How You Sleep Depends on Where You Live

4 minute read

If you’re an American and you want to feel old, try going out to dinner in the south of Spain during the summer. Show up at 8:30 p.m. and you’ll be the only person in the restaurant. Come back at 9:30 and there will be a few other folks—all Americans, all retirees, all taking advantage of the Spanish equivalent of the early bird special. It’s only at 10:30 that the Spaniards themselves start to arrive—with bedtime following many hours later.

(Find out what country you sleep like.)

The world is home to 196 different countries—and that means 196 different bedtimes and wake times. Not everybody’s personal body clock is perfectly suited to the rhythms of home, of course. There are surely some innately late-rising Americans who struggle with our country’s crack-of-dawn culture. There are surely some morning larks who get awfully lonely at 7 a.m. in Spain. So what country is best for you? Figuring that out has just gotten easier, thanks to an imaginative study by mathematicians Olivia Walch, Amy Cochran and Daniel Forger of the University of Michigan—and an interactive test, available here:

The research, just published in the journal Science, is based on data collected with a simple smartphone app, called ENTRAIN. Designed by the investigators for both Android and Apple devices, the app asks users to input a number of bits of basic information, including their age, gender, country, time zone and daily sleep and wake times, as well as their most common lighting environment: bright indoor, low indoor, bright outdoor, low outdoor.
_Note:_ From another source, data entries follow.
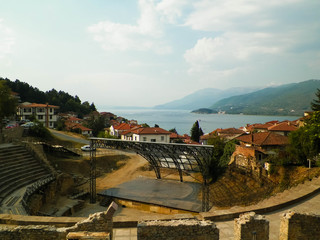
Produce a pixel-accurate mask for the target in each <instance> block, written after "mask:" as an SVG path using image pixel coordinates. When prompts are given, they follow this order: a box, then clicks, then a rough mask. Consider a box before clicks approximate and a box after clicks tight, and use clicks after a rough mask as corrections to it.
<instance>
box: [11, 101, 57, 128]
mask: <svg viewBox="0 0 320 240" xmlns="http://www.w3.org/2000/svg"><path fill="white" fill-rule="evenodd" d="M58 109H59V107H58V106H54V105H49V104H39V103H28V102H25V103H22V104H21V105H19V106H18V108H17V116H18V117H19V118H20V120H26V119H29V118H30V117H31V116H34V117H35V118H36V119H37V120H39V122H42V123H43V124H44V126H46V127H49V128H53V127H54V123H55V122H56V121H57V120H58V115H57V110H58Z"/></svg>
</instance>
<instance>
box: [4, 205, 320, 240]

All people encounter all these lighting states in a single day, but the researchers were interested only in the predominant one.
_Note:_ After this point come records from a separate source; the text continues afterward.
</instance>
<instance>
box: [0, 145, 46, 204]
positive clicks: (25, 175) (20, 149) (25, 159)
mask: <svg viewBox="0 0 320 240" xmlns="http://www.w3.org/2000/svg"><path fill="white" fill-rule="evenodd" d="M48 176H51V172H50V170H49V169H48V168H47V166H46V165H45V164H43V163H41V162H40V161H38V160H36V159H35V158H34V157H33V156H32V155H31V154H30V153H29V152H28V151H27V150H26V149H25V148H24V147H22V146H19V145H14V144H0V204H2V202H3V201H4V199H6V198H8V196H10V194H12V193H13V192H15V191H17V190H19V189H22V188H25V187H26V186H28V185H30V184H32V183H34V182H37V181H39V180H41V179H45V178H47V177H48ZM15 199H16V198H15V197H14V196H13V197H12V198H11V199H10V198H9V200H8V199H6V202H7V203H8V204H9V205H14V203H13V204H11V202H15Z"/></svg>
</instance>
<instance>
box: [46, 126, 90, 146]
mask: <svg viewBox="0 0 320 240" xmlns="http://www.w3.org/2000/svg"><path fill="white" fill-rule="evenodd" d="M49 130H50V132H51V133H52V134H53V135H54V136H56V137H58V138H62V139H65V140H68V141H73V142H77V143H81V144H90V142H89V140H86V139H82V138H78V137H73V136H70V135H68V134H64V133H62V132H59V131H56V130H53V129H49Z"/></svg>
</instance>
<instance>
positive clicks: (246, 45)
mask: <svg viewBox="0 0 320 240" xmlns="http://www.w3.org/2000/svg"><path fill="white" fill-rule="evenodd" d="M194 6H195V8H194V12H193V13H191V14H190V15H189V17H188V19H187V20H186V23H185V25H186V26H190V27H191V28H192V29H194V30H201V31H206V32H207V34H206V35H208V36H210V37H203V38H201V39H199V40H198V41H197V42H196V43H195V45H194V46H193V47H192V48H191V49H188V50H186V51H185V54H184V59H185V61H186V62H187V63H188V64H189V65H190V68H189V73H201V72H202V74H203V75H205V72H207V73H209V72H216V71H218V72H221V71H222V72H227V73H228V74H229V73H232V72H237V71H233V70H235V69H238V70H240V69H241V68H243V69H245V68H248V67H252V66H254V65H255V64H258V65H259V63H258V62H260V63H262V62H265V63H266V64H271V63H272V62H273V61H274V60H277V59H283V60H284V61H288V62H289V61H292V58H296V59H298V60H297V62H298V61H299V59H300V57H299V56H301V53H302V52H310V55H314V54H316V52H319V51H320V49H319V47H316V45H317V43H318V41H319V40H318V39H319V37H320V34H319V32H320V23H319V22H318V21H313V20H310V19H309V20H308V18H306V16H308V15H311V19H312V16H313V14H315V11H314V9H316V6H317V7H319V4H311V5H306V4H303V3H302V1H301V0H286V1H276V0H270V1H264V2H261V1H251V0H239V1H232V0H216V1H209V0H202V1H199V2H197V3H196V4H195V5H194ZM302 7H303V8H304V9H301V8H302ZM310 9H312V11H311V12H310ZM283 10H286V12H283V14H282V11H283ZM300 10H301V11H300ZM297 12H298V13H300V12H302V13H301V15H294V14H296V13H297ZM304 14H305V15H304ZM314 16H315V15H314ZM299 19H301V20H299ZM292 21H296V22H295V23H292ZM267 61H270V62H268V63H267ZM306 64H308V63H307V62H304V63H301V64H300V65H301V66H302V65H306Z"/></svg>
In 2014, the first year of the study, 8,070 people downloaded and regularly used the app, uploading their information to the researchers’ database. In the second year, nearly 2,000 more joined them, making for a robust sample group that topped 10,000.

Some truths were consistent across all cultures. Gender is a key determinant of how many hours of sleep any one person gets, with women and girls logging a bit more than men and boys. Bedtime and wake time are determined principally by age. While small children go to bed early and wake up early, the pattern shifts dramatically in the teen years, with kids going to bed later and sleeping till noon on weekends if they’re allowed. Throughout adulthood and into old age, the pattern reverses again, as bedtimes and wake times creep earlier and earlier.

Beyond those broad averages, however, geography and nationality drove the sample group in a variety of directions. For the sake of simplicity and statistical significance, the researchers limited the places they considered to the 20 that submitted the most results: the U.S., Australia, Canada, the U.K., France, Spain, The Netherlands, Denmark, Germany, Belgium, China, Japan, Brazil, Switzerland, Singapore, Hong Kong, Italy, Finland, New Zealand and the United Arab Emirates.

The results, in a lot of ways, ran true to cultural form. The Japanese tend to get up early and go to bed late—consistent with their reputation for early-rising industriousness and long evenings spent socializing with co-workers. Americans indeed keep retirement community hours, with the fourth earliest bedtime (after Belgium, Australia and New Zealand) and the very earliest wake time. Germany maintains sensible hours in the middle of both charts. The French rival the Spanish for late-night café life, but it’s Spain and Singapore that are the last in the world—or at least the last in the sample group—to hit the lights and call it a day.

While time of sunrise and sunset do play a role in all of this, it’s a far smaller one than when we lived in the state of nature. “There are differences in latitudes [which determine hours of sunlight],” says Walch, “but they’re always engulfed by artificial light and culture.”

As newer versions of ENTRAIN are introduced, the developers hope that people will find practical uses for them. Once they have stored enough information about their daily sleep patterns, for example, the app could tell them what their optimum bedtime is, warn them what time of day they’re likely to crash if they’ve pulled an all-nighter the day before, and recommend ways to adjust their circadian rhythms when they cross time zones.

No matter how the app gets used, its help will surely be welcome. In a world divided by way too many things, sleep is one of the great levelers. We’ve all got to do it and, almost without exception, we’re all happy for something that offers us ways to do it better.